Here's the disclosure trail in full:

• I filed a formal data-subject request specifically about /buddy on 2026-05-27, to Anthropic's privacy intake (privacy@anthropic.com), invoking my Privacy Policy §4 "Right to Know" and Consumer Terms §4 "Output ownership" as a paying subscriber. It asked exactly the questions at issue here — which subsystem/model generated the content, the business purpose my inputs were processed for, whether the /buddy text counts as a retained "Output," and whether any record survives the v2.1.97 removal. Anthropic's automated agent ("Fin AI Agent") acknowledged it the same minute and said it was being transitioned to a human member of the Privacy Team (Conversation ID 215474464721930). No human has responded since.
• On 2026-06-12 I also opened a feedback issue on the claude-code repo, #67929, putting the data-handling questions directly. No response to date.
• Earlier, on 2026-04-10, I'd raised it publicly in issue #43882 — where an Anthropic MEMBER (alii) had already acknowledged and closed the feature on 2026-04-09 as "a small April Fools feature … removed in the latest release." So the vendor is on record acknowledging the feature and its removal, but has not substantively answered the data-handling questions through any channel.
• (Separately, I used Anthropic's security@ / model-bug-bounty channels around 4/8–4/9 for an unrelated hook privilege-escalation observation — not this buddy data-flow — so I'm not counting those toward this report.)
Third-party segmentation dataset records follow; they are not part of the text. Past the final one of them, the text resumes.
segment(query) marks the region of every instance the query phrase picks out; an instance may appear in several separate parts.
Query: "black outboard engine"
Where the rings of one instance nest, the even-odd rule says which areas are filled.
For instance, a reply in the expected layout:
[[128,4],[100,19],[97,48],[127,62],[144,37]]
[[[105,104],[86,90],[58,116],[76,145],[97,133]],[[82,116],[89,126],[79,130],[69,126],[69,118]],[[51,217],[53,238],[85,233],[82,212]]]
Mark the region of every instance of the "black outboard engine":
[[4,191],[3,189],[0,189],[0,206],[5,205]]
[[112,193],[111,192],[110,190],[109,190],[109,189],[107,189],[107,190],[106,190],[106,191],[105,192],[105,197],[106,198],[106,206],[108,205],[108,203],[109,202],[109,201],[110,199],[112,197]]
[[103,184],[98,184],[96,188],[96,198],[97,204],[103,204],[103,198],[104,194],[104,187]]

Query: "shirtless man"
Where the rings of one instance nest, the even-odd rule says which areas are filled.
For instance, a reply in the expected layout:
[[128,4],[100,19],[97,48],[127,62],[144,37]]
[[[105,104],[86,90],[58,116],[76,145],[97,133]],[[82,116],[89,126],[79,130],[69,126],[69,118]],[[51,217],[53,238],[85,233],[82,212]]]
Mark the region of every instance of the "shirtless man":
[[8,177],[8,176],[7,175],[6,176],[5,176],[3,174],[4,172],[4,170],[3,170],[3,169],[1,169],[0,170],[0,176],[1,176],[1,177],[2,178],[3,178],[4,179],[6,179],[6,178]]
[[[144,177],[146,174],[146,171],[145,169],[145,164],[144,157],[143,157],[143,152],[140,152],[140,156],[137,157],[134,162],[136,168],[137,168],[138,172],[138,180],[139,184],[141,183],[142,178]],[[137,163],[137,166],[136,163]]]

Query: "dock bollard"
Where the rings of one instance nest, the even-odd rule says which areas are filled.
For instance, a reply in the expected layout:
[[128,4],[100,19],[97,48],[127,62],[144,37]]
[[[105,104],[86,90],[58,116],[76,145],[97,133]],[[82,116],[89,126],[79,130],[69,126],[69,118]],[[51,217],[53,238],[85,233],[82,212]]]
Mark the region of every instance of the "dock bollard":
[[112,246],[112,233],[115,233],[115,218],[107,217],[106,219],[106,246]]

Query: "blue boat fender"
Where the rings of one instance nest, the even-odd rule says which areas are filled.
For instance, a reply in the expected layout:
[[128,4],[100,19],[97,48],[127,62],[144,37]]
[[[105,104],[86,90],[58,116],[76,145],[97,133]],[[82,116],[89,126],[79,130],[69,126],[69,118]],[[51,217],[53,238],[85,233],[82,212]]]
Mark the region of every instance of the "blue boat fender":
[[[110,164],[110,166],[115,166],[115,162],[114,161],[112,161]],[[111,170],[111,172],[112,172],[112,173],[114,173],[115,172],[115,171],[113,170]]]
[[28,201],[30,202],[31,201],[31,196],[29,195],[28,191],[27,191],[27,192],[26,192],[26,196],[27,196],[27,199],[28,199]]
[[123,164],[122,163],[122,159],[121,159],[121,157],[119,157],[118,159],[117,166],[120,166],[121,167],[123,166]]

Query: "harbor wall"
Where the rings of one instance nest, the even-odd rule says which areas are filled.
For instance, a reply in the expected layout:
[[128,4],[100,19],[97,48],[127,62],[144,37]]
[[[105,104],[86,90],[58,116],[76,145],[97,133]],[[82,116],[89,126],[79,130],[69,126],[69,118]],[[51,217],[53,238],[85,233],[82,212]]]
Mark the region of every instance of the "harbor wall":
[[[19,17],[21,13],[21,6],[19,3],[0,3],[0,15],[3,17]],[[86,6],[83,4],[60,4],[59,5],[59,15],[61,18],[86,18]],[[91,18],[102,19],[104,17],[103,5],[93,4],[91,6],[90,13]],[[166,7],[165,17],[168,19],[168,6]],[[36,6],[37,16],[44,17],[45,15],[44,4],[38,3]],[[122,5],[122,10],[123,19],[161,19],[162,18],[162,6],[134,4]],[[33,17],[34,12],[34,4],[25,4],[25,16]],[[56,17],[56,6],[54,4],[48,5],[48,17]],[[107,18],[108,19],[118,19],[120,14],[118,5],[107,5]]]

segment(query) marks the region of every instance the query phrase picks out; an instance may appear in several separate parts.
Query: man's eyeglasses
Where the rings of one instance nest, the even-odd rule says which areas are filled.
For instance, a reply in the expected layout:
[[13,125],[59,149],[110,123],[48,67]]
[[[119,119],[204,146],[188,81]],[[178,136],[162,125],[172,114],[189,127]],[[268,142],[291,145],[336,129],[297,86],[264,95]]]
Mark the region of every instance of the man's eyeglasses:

In short: I've gone through the formal privacy channel, a public issue, and a feedback issue; the feature itself was acknowledged, but the data-flow and retention questions remain unanswered. I'm fine with you holding public dataset inclusion until any disclosure window you consider reasonable — since the feature is already removed and was discussed publicly, I'm not aware of any embargo risk.

4. Taxonomy mapping

Your three buckets all fit. Ranked by where the real harm sits, I'd order them:

1. Disclosure–behavior mismatch (highest). The feature is presented as decoration — "a small creature that watches you code," "pet," "it'll watch you work and occasionally have opinions" — turned on by a single slash command with no data-access notice anywhere, while behind that framing sits a component that reads local files and version-control history and dispatches transcripts to a server-side endpoint whose response carries no model identity or metadata. The harm is the gap between the cosmetic surface and the background behavior, and it generalizes well past this one feature.
2. Undisclosed/implicit context collection. Independent of where the data ends up, a feature dressed as a mascot quietly reaches into the developer environment — reads package.json, runs git log, assembles conversation and tool-output transcripts — with no notice that any of it is happening. The implicit, agent-initiated gathering is the concrete mechanism under the mismatch.
3. Transcript & tool-output egress (lowest). The data leaving is the weakest leg: what's sent is largely a subset of what the main Claude Code agent already receives, with consent and more completely, so a reviewer can fairly say "the primary agent already holds all this." I don't want the case to lean on it.

Glad to help tighten the risk-id crosswalk once it's verified.

Thanks again for the careful triage.